Eva Bulgrin und Susanna M. Weber schließlich untersuchen universitäre Websites diskursanalytisch, um der Frage nachzugehen, wie sich Institutionen der höheren Bildung imaginär verorten. Vor dem Hintergrund einer globalen performativen Wende in einer „Ökonomie der Aufmerksamkeit“, die auch für Bildungseinrichtungen mit einem erhöhten Wettbewerb der Sichtbarkeit und schließlich Positionierung mündet, verstehen die Autorinnen universitäre Websites als spezifische Anordnung von Sicht- und Sprechbarkeiten, welche ausgewählte Diskurse, wie z. B. Gender oder Nachhaltigkeit, sichtbar machen. Foucaults Archäologie des Wissens dient den Autorinnen als Ausgangspunkt ihrer Analysen.

Die zu diesem Heft eingereichten Beiträge zeigen eindrucksvoll die thematische Bandbreite, die vielfältigen theoretischen und empirischen Anknüpfungspunkte sowie die dynamische Entwicklung der Organisations- und Professionsforschung. Die Untersuchungen basieren neben z. T. umfangreichen standardisierten Befragungen und qualitativen Interviews auch auf Videoanalysen sowie historischen Dokumentenanalysen.

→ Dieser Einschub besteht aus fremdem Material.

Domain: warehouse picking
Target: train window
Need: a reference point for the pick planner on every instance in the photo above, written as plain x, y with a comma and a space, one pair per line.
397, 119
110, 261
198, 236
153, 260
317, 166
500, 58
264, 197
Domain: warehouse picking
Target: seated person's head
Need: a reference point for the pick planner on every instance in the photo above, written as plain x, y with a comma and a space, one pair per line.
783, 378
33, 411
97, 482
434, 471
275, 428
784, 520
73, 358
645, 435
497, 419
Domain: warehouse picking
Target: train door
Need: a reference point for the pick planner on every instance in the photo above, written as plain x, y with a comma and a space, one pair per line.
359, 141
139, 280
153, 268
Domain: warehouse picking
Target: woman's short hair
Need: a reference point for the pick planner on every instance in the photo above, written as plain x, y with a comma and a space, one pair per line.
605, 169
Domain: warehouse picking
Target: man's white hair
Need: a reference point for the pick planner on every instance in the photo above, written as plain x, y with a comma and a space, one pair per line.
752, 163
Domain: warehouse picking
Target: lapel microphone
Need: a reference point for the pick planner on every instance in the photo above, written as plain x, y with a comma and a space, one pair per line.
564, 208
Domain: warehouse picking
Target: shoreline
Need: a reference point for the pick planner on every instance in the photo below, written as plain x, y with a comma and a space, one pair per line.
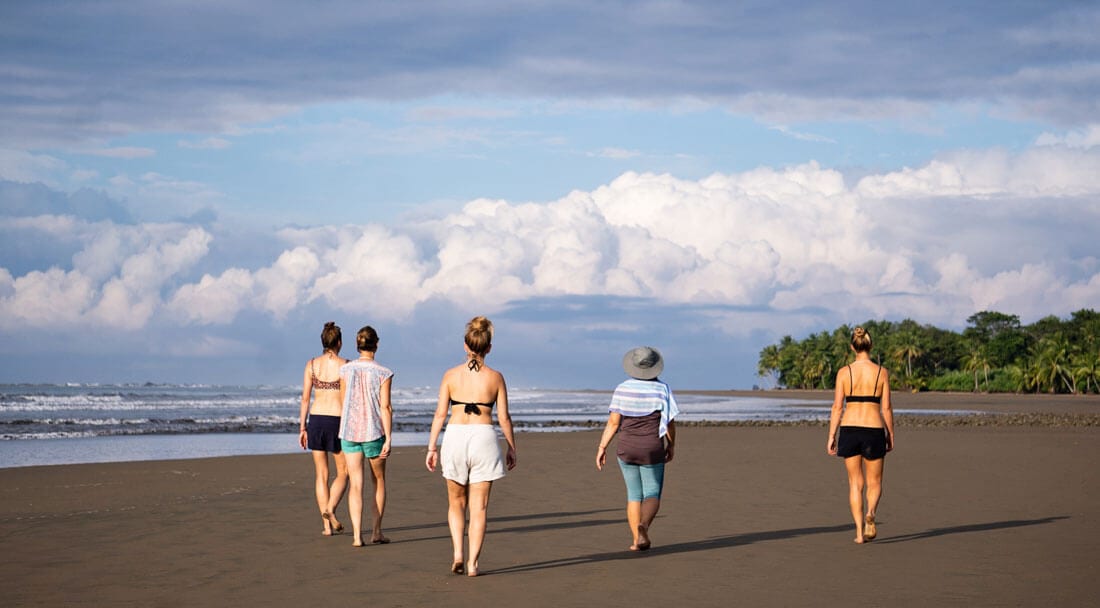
944, 410
971, 516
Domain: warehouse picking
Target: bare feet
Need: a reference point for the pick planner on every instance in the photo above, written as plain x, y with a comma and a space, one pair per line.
869, 531
331, 524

Eine noch deutlichere internationale Besetzung hat der neu berufene Wissenschaftliche Beirat der Zeitschrift für Weiterbildungsforschung, welcher zunächst auf vier Jahre mit der Option auf eine einmalige Verlängerung berufen wurde. Neben Prof. em. (Hon), Dr. h. c. mult. Arne Carlsen (UNESCO Institute for Lifelong Learning, Hamburg/Danish National Institute of Educational Research, Dänemark), Prof. Richard Desjardins (University of California at L.A., USA), Prof. Larissa Jögi (Tallinn University, Estland), Prof. Peter Mayo (University of Malta, Malta), Associate Prof. Borut Mikulec (University of Ljubljana, Slowenien), Prof. Michael Osborne (University of Glasgow, Großbritannien) und Prof. Simona Sava (West University of Timisoara, Rumänien) beraten und begleiten auch Prof. Silke Schreiber-Barsch (Universität Duisburg-Essen, Deutschland) sowie Associate Prof. Georgios Zarifis (Aristotle University of Thessaloniki, Griechenland) die Herausgeberinnen und Herausgeber sowie die Entwicklung der Zeitschrift.